There was a sense of relief, if not exhaustion, in her voice, as if a great burden had been pried from her mind.

And it had been, actually.

The creation of the PWHL had been a journey of four-plus years, starting with a March 2019 phone call from Kendall Coyne Schofield, one of America’s leading ladies of Ponytail Puck who had a four-word request of Billie Jean: “Would you help us?”

The response was “let’s talk, let’s listen.”

That was ground zero for a startup league that now features six-franchises—New York, Boston, Minneapolis/St. Paul, Montreal, Ottawa, Toronto—with a roll call of six general managers, six coaches and 108 players, 90 of them selected Monday and another 18 signed to three-year contracts prior to this milestone draft.

All six outfits are still teams-to-be-named-later, and we’ve yet to learn which rinks they’ll call home once the puck is dropped in January next year, but that’s part of the start-from-scratch process.

“A trailblazer is one that blazes a trail to lead and include others,” Billie Jean said, peering through a pair of fuchsia-and-purple eyeglasses. “The first person to do something or go somewhere, who shows that it is also possible for other people. Trailblazing is bold, it’s brave, and it can be very scary and lonely. But it’s worth it, it’s really worth it. It’s worth it for each one of us who have fought so hard for this day, and it’s worth it for the generations of women and girls who will come behind us. This is an incredible moment, but it’s not about a single moment, it’s about a movement. Finally giving women professional hockey players the structure, the support and the platform they deserve, that hockey deserves. I proudly stand here celebrating these trailblazers. And the best part? We are just getting started.”
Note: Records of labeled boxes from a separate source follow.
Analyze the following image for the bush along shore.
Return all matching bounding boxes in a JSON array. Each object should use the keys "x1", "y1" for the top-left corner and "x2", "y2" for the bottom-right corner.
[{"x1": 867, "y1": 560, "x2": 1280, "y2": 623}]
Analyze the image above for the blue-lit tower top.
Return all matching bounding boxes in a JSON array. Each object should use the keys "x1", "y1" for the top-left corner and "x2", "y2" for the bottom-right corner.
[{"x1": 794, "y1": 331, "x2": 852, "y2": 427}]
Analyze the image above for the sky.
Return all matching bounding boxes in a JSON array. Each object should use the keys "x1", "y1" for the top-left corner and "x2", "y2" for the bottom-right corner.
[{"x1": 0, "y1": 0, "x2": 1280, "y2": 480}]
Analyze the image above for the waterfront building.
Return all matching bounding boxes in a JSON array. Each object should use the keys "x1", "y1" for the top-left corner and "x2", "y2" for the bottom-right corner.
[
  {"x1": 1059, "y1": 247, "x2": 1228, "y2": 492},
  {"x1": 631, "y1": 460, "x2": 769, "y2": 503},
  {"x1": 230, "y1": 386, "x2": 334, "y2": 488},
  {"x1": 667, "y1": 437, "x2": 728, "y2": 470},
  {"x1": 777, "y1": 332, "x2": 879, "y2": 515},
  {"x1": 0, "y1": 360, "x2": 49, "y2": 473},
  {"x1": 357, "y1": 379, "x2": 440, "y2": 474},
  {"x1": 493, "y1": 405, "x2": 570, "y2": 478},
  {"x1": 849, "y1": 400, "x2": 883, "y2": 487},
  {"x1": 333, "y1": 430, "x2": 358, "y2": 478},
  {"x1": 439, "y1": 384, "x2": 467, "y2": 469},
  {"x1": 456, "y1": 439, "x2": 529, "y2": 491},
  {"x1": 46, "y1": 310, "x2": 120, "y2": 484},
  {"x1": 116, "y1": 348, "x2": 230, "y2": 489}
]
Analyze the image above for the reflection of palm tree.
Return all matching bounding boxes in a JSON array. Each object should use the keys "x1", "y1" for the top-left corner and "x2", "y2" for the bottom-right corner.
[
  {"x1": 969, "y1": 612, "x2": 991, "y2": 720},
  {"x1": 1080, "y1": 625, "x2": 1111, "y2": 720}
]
You could have heard a ball of cotton hit the floor as she spoke to a gathering of a few hundred at CBC HQ.

Billie Jean then introduced Taylor Heise as first among the Chosen Ones (to the Minnesota franchise) and 89 women followed her to the stage.

Left unsaid during the four-hour landmark extravaganza was that it was a great day for the LGBT(etc.) community.

Billie Jean King, of course, is a gay icon, and both she and her wife, Ilana Kloss, are PWHL founding partners. Erin Ambrose, the sixth player selected in the first round by Montreal, is gay. Ditto Jamie Lee Rattray (Boston), who mentioned her partner, and Jill Saulnier (New York).

They join other notable out gay players Marie Philip-Poulin and her fiancé Laura Stacey (Montreal), Brianne Jenner (Ottawa), Alex Carpenter (New York), Micah Zander-Hart (New York) and Emily Clark (Ottawa), each of whom agreed to a three-year contract during the PWHL free agent period.

That speaks to where female professional sports is at in terms of diversity compared to the men’s portion of the playground. It’s become a bio footnote with the women, who can be comfortable in their own skin, whereas a male athlete coming out still generates man-bites-dog headlines. There are zero out gay men in North America’s five major pro team sports.

The National Hockey League, for one, talks a good game about diversity and inclusion, but the PWHL lives it.

How long they’ll live it is the million-dollar question, although the financial backing of billionaire couple Mark and Kimbra Walter suggests they’re in it for the long haul.

“For all of our fans, our job now is earning, earning the investment of your time and your support,” said Billie Jean, a Pride rainbow band on her wrist watch. “We have to earn that, and that is a challenge we happily accept.”

Betting on sports has become all the rage, and I wouldn’t want to bet against the gay icon.